100nada

Para a Mar

um re-post do antigo 100nada. Tu percebes. Obrigada, amiga.

As palavras estão na ponta dos meus dedos, todas por cima uma das outras, uma porta com um incêndio atrás. Gritam e pisam-se umas às outras e atiram-se à porta e querem sair, mas a porta abre ao contrário. É uma porta que fica mesmo ali na ponta das minhas unhas, uma porta aguçada, uma porta que fere as palavras mais afoitas, uma porta que não deixa passar nenhuma. Às vezes, muito raramente, algumas, muito magoadas, conseguem passar. Mas a marca das unhas fica nelas, de feridas passam a predadoras. E as outras, queimadas, morrem ali, sem serem escritas.

Talvez não seja assim, talvez não fosse preciso, mas é assim e é preciso. Esconder, esconder sempre, cada vez mais longe, volto a dizer as mesmas coisas, digo sempre as mesmas coisas, mas acho que vou falando para as paredes, vou gritando dentro e o silêncio aumenta. Fecho os olhos e penso, será que posso deixar só um pedaço aqui? Podia ser noutro lado qualquer, mas o teclado é simples, habituei-me, já não sei escrever. Talvez por isso, por não conseguir agarrar esse momento, aquele que precede o poisar de uma caneta numa folha branca, talvez nunca tenha sabido, talvez seja apenas um instrumento desafinado que sabe que o seu som é fraco, mas vai tentando, cada vez mais desesperadamente, esperando que um dia, um segundo que seja, consiga largar um som absolutamente cristalino, uma nota certa, só uma, só uma vez…até que um dia, deixarei de escrever, pego na ilusão e rasgo-a, como hei-de rasgar todos os pedaços de papel que estiverem perdidos pelos cantos, apago tudo, deleted items, não passa disso, apenas adiado.

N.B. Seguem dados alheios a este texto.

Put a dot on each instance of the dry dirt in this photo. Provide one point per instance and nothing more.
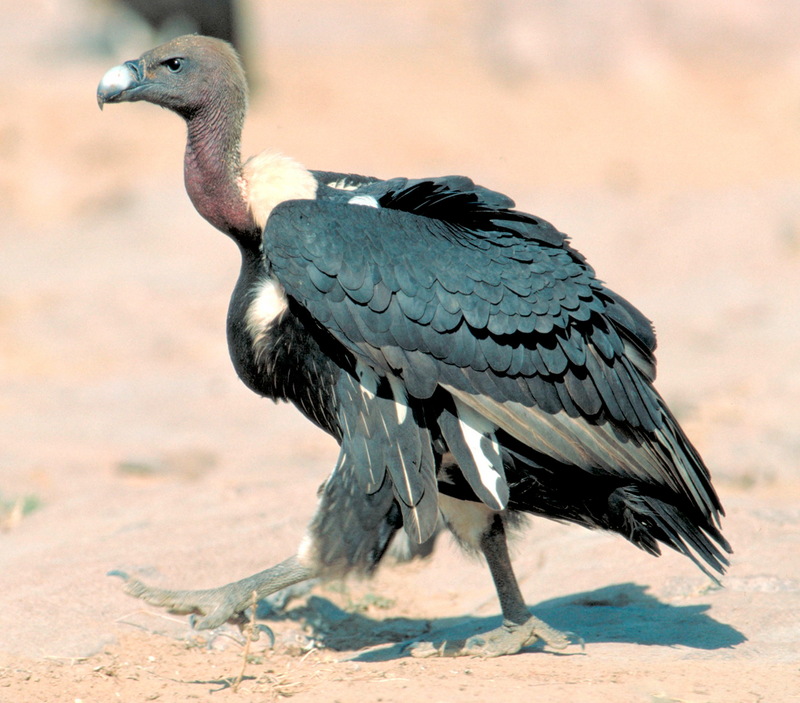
(127, 442)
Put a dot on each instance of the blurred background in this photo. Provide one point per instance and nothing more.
(662, 135)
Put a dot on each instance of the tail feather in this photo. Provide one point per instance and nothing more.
(649, 520)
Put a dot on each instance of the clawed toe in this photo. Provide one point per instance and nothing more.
(510, 638)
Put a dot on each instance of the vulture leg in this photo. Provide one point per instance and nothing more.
(519, 629)
(223, 604)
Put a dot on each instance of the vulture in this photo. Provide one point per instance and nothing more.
(462, 353)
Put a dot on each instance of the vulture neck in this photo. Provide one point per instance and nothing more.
(213, 171)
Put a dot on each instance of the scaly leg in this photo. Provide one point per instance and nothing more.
(223, 604)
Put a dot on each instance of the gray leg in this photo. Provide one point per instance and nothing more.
(223, 604)
(519, 629)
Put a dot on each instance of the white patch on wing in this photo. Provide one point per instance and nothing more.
(368, 380)
(366, 200)
(400, 399)
(268, 304)
(269, 179)
(476, 430)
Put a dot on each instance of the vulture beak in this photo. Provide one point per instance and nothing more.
(119, 84)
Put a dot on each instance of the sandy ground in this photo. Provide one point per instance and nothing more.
(127, 442)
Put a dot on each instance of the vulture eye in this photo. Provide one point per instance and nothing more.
(173, 65)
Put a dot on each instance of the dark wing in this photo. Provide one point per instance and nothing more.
(493, 306)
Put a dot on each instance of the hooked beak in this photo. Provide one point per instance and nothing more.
(120, 84)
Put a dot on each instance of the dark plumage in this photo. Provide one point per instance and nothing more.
(464, 355)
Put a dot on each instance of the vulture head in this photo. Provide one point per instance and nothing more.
(187, 75)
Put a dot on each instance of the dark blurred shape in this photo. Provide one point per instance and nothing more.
(216, 18)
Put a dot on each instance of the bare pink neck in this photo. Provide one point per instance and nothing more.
(212, 173)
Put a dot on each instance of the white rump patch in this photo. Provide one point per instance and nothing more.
(366, 200)
(476, 429)
(269, 303)
(269, 179)
(467, 520)
(342, 184)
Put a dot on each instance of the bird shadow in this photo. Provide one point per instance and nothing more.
(617, 613)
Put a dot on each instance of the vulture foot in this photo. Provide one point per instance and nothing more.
(509, 638)
(219, 605)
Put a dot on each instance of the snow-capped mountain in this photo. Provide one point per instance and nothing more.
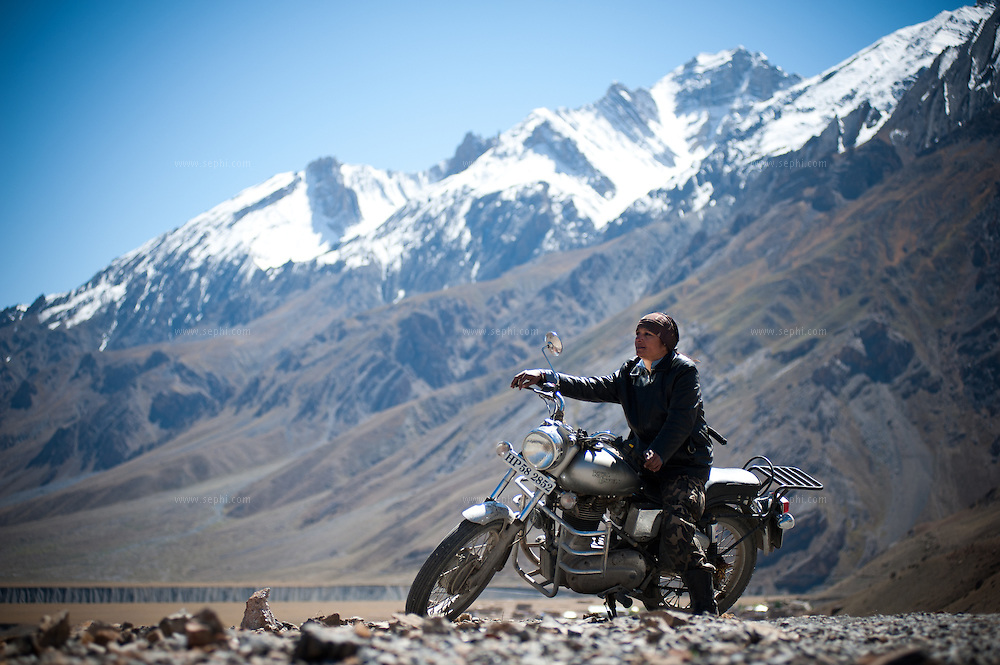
(276, 348)
(559, 179)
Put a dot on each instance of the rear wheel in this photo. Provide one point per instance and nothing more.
(734, 557)
(443, 587)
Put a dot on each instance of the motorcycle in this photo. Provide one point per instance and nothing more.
(578, 518)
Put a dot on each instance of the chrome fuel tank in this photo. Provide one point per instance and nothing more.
(601, 472)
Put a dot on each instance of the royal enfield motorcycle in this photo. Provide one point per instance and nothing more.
(578, 518)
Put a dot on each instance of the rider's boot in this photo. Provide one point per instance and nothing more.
(699, 584)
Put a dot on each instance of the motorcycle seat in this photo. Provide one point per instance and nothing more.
(731, 482)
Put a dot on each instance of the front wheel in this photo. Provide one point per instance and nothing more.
(443, 587)
(734, 557)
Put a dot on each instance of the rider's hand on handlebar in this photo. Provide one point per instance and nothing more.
(528, 378)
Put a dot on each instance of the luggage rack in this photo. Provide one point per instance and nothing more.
(784, 478)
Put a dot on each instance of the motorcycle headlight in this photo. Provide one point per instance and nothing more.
(543, 447)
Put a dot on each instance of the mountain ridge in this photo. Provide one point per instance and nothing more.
(355, 419)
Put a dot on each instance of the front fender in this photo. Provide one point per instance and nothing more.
(489, 511)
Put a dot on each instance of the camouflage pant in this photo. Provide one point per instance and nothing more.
(683, 500)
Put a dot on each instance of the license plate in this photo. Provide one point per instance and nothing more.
(518, 463)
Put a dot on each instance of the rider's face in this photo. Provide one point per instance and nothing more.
(648, 345)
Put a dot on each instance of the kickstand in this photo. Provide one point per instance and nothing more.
(609, 600)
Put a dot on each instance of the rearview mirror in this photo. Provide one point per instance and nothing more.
(553, 343)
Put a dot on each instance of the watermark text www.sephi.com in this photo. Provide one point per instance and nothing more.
(211, 332)
(788, 332)
(501, 332)
(213, 499)
(212, 164)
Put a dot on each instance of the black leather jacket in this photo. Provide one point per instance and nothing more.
(666, 416)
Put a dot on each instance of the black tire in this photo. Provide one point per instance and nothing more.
(441, 588)
(734, 565)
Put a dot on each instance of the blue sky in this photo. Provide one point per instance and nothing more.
(122, 120)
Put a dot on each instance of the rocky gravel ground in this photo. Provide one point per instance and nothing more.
(657, 638)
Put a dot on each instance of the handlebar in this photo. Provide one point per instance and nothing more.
(548, 392)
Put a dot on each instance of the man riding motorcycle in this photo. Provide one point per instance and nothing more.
(660, 394)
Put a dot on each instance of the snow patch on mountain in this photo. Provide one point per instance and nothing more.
(877, 75)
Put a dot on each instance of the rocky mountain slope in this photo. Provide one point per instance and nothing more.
(306, 382)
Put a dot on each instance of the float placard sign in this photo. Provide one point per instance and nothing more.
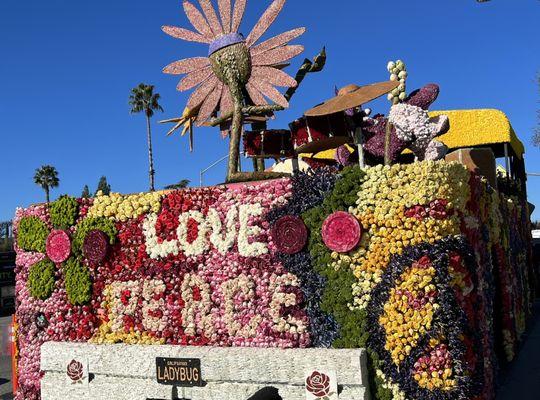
(184, 372)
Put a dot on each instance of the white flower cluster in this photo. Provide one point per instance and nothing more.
(412, 123)
(196, 314)
(124, 299)
(244, 287)
(279, 299)
(398, 72)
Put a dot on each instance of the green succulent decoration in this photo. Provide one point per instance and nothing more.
(338, 294)
(64, 212)
(32, 234)
(65, 251)
(41, 279)
(77, 281)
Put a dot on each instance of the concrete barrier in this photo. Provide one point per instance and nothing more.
(123, 372)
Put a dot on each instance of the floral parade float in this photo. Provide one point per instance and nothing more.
(423, 262)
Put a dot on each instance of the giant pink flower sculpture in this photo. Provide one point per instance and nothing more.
(235, 65)
(222, 32)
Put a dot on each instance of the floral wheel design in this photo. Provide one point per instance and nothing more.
(58, 246)
(341, 232)
(62, 250)
(290, 234)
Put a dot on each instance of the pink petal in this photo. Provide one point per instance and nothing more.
(197, 20)
(273, 76)
(238, 14)
(277, 41)
(200, 94)
(210, 104)
(184, 34)
(225, 13)
(226, 104)
(211, 16)
(264, 23)
(255, 94)
(277, 55)
(269, 91)
(194, 78)
(186, 66)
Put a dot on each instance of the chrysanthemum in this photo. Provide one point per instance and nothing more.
(221, 77)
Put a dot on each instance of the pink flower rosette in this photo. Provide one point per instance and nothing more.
(341, 232)
(318, 384)
(75, 371)
(58, 246)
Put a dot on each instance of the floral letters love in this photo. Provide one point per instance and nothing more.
(211, 223)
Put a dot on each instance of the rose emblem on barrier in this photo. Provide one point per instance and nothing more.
(75, 371)
(318, 384)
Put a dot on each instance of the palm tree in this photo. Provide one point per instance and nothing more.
(46, 176)
(143, 98)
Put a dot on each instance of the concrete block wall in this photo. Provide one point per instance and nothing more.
(122, 372)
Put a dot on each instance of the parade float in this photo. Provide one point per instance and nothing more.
(381, 257)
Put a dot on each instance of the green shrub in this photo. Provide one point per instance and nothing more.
(64, 212)
(89, 224)
(41, 279)
(32, 234)
(77, 281)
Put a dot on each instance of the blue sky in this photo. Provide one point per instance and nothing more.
(67, 68)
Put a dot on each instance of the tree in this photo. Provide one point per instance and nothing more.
(143, 99)
(86, 192)
(46, 176)
(103, 187)
(184, 183)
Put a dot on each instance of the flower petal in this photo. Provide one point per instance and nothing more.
(200, 94)
(269, 91)
(225, 14)
(211, 16)
(197, 20)
(187, 65)
(209, 105)
(194, 78)
(184, 34)
(265, 21)
(238, 14)
(277, 55)
(274, 76)
(277, 41)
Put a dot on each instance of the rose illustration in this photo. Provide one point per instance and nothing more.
(318, 384)
(75, 371)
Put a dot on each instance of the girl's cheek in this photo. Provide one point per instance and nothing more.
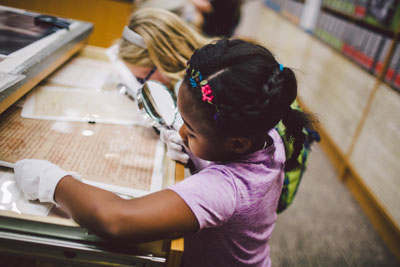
(182, 132)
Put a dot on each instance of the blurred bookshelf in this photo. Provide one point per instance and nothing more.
(348, 52)
(364, 31)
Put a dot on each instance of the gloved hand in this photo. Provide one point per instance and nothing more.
(174, 145)
(38, 178)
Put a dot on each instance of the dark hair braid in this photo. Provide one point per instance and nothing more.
(251, 93)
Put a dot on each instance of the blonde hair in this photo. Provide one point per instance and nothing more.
(169, 40)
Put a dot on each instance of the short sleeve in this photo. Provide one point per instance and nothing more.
(210, 194)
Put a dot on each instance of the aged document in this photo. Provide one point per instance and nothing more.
(119, 155)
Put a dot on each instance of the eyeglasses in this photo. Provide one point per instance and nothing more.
(143, 80)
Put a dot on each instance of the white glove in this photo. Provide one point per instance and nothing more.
(38, 178)
(174, 145)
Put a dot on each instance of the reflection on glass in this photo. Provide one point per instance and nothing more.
(158, 103)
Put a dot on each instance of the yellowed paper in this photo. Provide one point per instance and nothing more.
(120, 155)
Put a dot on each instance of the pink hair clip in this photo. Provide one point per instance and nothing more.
(207, 93)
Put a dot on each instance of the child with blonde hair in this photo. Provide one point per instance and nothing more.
(233, 94)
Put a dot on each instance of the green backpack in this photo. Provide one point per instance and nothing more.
(293, 177)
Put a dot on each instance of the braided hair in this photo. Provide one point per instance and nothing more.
(251, 91)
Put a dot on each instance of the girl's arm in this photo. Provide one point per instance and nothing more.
(156, 216)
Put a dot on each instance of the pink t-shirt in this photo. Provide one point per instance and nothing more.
(235, 205)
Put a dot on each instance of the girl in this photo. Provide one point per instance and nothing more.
(232, 96)
(157, 44)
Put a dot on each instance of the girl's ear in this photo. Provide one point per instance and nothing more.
(238, 145)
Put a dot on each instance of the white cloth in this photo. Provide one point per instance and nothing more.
(38, 178)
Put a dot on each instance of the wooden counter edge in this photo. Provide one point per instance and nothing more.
(176, 249)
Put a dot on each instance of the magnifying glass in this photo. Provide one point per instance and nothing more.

A torre não tem portas nem janelas. Não sei qual é esta obsessão pela torre, podia ser uma um buraco no chão, é um buraco no ar. Vejo-a cinzenta, sem mais nada, uma torre de betão, uma paisagem inóspita, um céu encoberto, pedras no chão, blocos de cimento em cima uns dos outros, um muro contra as marés. O oposto ao belo, ao alado, nada aqui tem asas, só grades. Lá no alto, um cubo enferrujado, uma prisão sobre outra prisão, aberta ao ar, fechada. A criatura sobe as escadas dentro da torre, senta-se lá em cima, grita ao vento. E escreve, escreve furiosamente, enche folhas de letras, palavras, frases, histórias. Depois, quando a noite cai, quando já não há mais nada para escrever, quando tudo o que escreveu lhe parece inútil e vazio, rasga as folhas, estende a mão para fora das grades e quando a abre, o vento enche-se de farrapos, de pedaços de papel cobertos de letras…e alguns caem sobre mim. Porque eu também vivo aqui, à margem da torre, vivo com esta criatura presa, presa eu também. Fui eu quem a prendi, entendem, e agora vivo assim, carcereira e prisioneira. Se não a guardo, ela foge, e eu, que sei do que é capaz, não a posso deixar.

0 thoughts on “Para a Mar

  1. Gotinha

    Eu sei que devia fazer um comentário profundo e existencialista mas só me apetece dizer HÁ MAR E MAR, HÁ IR E VOLTAR….Um beijinho para a Cat e outro para a Mar do Pt. Conversa!!!

  2. Mar

    E de Gotinhas e mais Gotinhas se faz o mar;-)).
    E a Mar que está toda derretida com este gesto da nossa Cat só consegue dizer: força amiga, dessas pontas dos dedos, mais que palavras saem pérolas.